2010-07-12 Thread manuel.martin

Thanks a lot for the reply, some comments below

On 07/10/2010 04:11 AM, Steve Lianoglou wrote:

Hi,

On Fri, Jul 9, 2010 at 12:15 PM, manuel.martin
  wrote:
   

Dear all,

after having calibrated a svm model through the svm() command of the e1071
package, is there a way to
i) represent the modeled relationships between the y and X variables
(response variable vs. predictors)?
 

Can you explain a bit more ... how do you want them represented?
   
I was thinking to a simple ŷ = fi(Xi) plot, fi resulting from the fitted 
svm model.

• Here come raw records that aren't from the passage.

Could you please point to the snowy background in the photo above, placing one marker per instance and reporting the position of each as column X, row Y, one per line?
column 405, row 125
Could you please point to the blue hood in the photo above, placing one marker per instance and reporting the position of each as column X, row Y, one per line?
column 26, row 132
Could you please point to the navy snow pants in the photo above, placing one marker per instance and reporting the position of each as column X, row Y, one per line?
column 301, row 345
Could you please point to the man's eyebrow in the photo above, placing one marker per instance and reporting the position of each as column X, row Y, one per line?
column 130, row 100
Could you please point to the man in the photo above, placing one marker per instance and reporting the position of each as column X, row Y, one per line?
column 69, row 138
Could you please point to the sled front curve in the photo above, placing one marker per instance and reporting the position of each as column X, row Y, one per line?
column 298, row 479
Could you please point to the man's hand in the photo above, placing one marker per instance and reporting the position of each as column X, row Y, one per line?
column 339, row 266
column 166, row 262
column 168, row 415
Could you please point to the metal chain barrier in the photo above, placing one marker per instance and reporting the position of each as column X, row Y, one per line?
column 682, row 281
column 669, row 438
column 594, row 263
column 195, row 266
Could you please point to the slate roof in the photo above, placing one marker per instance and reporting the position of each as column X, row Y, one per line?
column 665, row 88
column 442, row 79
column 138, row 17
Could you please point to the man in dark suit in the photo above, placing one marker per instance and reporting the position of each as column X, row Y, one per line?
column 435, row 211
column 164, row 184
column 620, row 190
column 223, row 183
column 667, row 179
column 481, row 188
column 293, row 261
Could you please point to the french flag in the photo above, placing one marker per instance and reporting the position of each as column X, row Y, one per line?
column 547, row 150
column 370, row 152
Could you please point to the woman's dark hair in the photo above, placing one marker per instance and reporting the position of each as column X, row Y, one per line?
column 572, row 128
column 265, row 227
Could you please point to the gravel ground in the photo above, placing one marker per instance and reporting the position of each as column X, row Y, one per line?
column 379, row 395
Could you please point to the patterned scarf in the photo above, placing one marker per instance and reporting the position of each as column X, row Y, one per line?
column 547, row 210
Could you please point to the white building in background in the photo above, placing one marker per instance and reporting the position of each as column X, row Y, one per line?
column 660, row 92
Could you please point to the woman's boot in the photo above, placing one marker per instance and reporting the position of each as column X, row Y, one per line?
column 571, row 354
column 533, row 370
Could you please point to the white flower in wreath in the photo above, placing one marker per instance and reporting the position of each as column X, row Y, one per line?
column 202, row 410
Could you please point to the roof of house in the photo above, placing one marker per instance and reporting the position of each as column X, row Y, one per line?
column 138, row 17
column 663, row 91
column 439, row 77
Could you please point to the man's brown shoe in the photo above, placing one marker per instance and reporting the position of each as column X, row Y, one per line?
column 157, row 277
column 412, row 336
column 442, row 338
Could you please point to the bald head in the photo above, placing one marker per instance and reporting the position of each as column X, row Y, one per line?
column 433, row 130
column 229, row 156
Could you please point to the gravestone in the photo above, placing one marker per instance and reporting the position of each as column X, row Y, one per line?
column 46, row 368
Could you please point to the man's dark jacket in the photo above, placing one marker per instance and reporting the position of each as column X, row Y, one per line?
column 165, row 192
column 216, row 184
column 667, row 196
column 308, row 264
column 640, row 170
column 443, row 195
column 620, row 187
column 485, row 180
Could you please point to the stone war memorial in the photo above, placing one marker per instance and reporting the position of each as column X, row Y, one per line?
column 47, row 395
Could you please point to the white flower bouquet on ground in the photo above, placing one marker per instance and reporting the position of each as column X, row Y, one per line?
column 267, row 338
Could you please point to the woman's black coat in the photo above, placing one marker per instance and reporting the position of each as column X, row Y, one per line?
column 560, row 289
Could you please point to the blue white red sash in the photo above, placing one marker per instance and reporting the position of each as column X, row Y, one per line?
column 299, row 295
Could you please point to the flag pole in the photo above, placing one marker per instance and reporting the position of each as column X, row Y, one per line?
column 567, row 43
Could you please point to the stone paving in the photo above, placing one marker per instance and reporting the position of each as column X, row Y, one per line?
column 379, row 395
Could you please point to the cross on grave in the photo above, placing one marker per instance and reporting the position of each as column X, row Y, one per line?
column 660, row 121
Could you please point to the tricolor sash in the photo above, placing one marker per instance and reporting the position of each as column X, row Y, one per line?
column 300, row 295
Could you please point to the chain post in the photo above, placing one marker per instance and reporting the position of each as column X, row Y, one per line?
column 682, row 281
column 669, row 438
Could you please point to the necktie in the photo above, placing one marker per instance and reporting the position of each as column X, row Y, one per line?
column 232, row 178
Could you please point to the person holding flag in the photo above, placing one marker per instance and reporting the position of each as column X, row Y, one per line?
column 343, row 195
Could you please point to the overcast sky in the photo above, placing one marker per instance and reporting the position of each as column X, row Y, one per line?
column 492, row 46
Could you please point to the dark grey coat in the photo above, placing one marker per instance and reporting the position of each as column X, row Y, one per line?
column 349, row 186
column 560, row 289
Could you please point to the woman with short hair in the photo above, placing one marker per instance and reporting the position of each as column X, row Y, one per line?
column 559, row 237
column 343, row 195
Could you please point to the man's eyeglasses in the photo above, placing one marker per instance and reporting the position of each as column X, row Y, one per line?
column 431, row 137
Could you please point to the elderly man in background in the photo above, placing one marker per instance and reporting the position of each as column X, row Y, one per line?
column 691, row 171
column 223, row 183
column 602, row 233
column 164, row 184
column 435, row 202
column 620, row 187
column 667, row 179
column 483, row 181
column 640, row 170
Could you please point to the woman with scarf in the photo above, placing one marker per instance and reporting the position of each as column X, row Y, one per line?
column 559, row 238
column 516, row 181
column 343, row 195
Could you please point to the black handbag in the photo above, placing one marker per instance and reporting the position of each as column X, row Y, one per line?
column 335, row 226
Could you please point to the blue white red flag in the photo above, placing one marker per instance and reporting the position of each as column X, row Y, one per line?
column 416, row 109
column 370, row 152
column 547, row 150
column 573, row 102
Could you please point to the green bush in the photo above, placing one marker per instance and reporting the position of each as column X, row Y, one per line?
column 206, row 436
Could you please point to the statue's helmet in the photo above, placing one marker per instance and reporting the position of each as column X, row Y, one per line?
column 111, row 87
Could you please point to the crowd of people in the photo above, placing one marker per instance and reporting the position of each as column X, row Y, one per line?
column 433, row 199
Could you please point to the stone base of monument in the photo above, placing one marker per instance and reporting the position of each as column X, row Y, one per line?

Xi is the predictor, among the whole set of predictors, X, 
one wish to see the relationship with the response.
For boosted regression trees, which I am more familiar with, this is fi 
function is estimated by averaging the effects of all predictors but Xi, 
and plotting how ŷ varies as Xi does.


Hope this is a bit clearer, Manuel

   

ii) rank the influence of the predictors used in the model?
 

One technique that's often/sometimes used is to calculate the SVM's W
vector by using the support vectors along with their learned
weights/alphas.

This comes up every now and again. Here's an older post explaining how
you might do that with the svm model from e1071:

http://article.gmane.org/gmane.comp.lang.r.general/158272/match=w+b+vector+svr

Hope that helps.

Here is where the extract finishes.